A Midwifery Journey is the blog of a nursing student who has been applying to CNM programs. She blogged a bunch about her impressions of various schools and opportunities, and has recently decided on Yale. It's been an educational and helpful read for me, given my constant personal swirling vortex of thoughts about the future ("midwife? yes? no? yes? no?" would be a short version, maybe someday I'll post the long version). I'm looking forward to hearing more about her experiences!

The Academy of Breastfeeding Medicine's new blog is great! With posts on the science, medicine, and policy of breastfeeding, this is quickly becoming a new favorite for me. Check out the post on how to critically evaluate media reports of breastfeeding studies, and the studies themselves.

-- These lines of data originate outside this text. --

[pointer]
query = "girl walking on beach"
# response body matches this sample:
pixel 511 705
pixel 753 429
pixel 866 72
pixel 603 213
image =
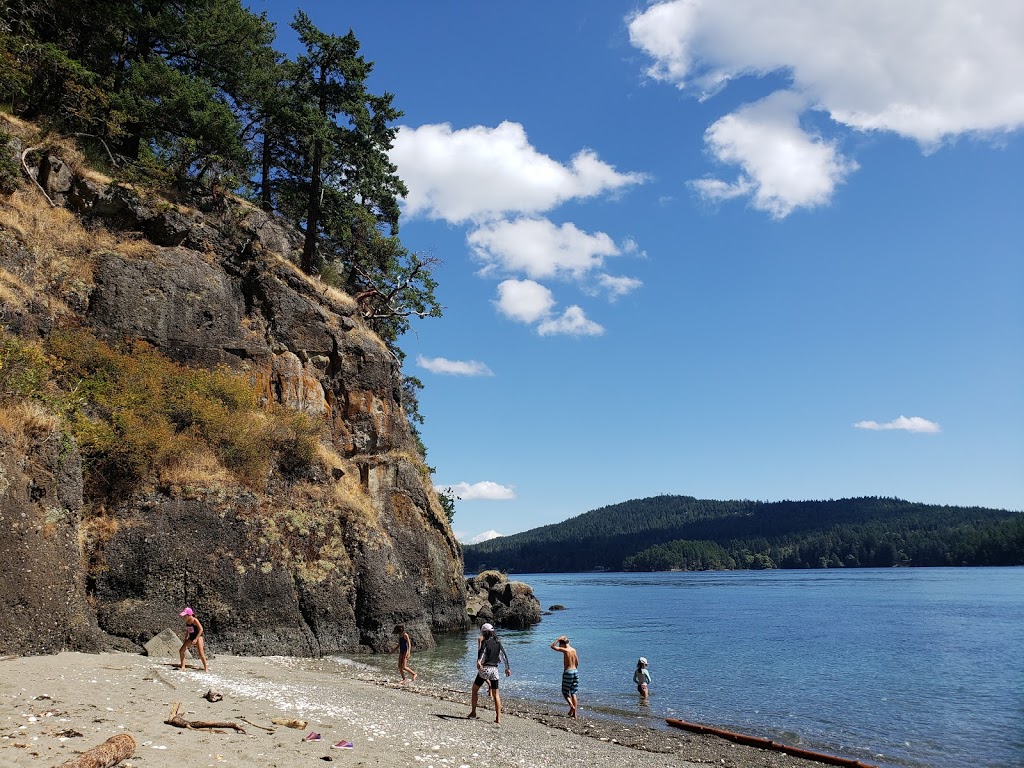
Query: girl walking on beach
pixel 194 638
pixel 404 651
pixel 642 678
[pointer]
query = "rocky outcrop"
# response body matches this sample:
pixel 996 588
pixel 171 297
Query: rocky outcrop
pixel 42 584
pixel 492 597
pixel 321 564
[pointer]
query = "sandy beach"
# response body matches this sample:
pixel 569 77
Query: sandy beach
pixel 54 708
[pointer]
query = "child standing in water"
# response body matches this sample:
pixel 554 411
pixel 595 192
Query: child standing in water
pixel 194 637
pixel 404 650
pixel 642 678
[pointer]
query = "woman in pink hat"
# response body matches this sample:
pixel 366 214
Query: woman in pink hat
pixel 194 636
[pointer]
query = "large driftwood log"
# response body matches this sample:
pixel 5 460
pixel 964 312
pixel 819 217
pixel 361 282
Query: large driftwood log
pixel 112 752
pixel 175 719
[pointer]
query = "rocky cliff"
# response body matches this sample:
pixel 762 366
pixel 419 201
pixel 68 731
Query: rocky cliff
pixel 323 560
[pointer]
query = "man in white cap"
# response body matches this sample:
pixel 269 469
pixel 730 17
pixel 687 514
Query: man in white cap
pixel 642 678
pixel 488 655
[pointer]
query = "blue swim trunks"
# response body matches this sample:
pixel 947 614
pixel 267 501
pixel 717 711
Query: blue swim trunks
pixel 570 682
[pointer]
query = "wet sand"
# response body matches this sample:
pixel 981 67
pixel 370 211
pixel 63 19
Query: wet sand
pixel 54 708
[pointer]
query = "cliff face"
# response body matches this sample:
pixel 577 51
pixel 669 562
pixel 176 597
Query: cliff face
pixel 327 562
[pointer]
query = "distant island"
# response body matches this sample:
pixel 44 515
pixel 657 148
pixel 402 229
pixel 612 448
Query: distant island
pixel 681 532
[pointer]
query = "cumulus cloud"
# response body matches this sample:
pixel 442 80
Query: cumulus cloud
pixel 483 491
pixel 486 536
pixel 528 302
pixel 454 368
pixel 783 167
pixel 907 424
pixel 539 249
pixel 926 70
pixel 524 300
pixel 572 322
pixel 481 173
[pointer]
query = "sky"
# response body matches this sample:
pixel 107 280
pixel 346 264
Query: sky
pixel 729 249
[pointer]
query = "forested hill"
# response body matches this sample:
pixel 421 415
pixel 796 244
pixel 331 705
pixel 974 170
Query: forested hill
pixel 681 532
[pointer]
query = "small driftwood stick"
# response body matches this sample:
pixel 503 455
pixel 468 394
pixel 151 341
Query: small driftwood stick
pixel 262 728
pixel 175 719
pixel 28 173
pixel 112 752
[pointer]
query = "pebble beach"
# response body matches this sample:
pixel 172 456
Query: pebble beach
pixel 53 709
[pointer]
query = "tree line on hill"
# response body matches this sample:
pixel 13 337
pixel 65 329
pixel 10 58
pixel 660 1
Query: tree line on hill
pixel 179 95
pixel 675 532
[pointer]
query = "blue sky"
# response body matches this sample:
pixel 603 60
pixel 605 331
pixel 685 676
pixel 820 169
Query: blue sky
pixel 732 249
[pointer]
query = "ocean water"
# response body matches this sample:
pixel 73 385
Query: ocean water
pixel 903 668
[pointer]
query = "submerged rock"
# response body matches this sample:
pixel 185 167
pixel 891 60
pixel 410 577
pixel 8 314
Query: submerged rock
pixel 492 597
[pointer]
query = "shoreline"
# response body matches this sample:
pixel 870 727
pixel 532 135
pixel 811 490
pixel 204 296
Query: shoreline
pixel 55 708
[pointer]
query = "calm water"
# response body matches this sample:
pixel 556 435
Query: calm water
pixel 897 667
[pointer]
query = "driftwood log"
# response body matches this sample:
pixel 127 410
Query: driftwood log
pixel 112 752
pixel 175 718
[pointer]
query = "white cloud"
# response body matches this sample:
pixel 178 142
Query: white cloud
pixel 483 491
pixel 783 167
pixel 481 173
pixel 528 302
pixel 908 424
pixel 539 249
pixel 571 323
pixel 454 368
pixel 486 536
pixel 926 70
pixel 524 300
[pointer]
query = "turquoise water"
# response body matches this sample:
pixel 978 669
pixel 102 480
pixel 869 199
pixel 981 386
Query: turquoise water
pixel 897 667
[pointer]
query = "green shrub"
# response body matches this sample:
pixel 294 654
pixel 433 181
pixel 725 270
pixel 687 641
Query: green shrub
pixel 25 370
pixel 136 412
pixel 10 174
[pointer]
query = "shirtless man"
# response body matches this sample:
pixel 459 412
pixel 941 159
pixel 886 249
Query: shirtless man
pixel 570 678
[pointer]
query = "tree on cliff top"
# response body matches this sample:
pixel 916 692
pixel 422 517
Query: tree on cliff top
pixel 340 183
pixel 339 179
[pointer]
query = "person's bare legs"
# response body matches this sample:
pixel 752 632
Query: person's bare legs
pixel 403 667
pixel 472 708
pixel 202 653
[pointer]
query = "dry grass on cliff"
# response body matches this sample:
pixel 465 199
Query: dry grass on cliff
pixel 26 422
pixel 61 248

That's all for today! I have a training all day, every day this week for my LC course. It's a review workshop for people interested in lactation support/planning to be LCs/planning to sit the exam. It's a mix of good, interesting stuff and a little more boring, less useful stuff, as is almost every workshop and/or conference. It does feel like a very solid review of everything we've learned this year which is both good and bad: good to review everything and get it compressed into one place in our heads (and notebooks) before the exam. Bad (or at least less good) not to be learning so much new stuff. We were talking in the car on the way back about how since we're the first class to go through this LC training, we're the guinea pigs for things like our textbook (there will be a different one used next year) and this review course (TBD if they require it again next year). The disadvantage is, of course, being guinea pigs for the things that don't work; but considering the plans to expand the training next year, I feel so lucky to have been a member of this first small class. The close relationships we've been able to forge with each other and with our precepting LCs have been so wonderful. And even when I'm getting bored in the workshop, I sit there and remind myself how incredibly lucky I am to have gotten the chance to do the training this year. I just cross my fingers that I can find a way to keep doing clinical, hands-on work with breastfeeding dyads. It is one of my favorite things in the world to do!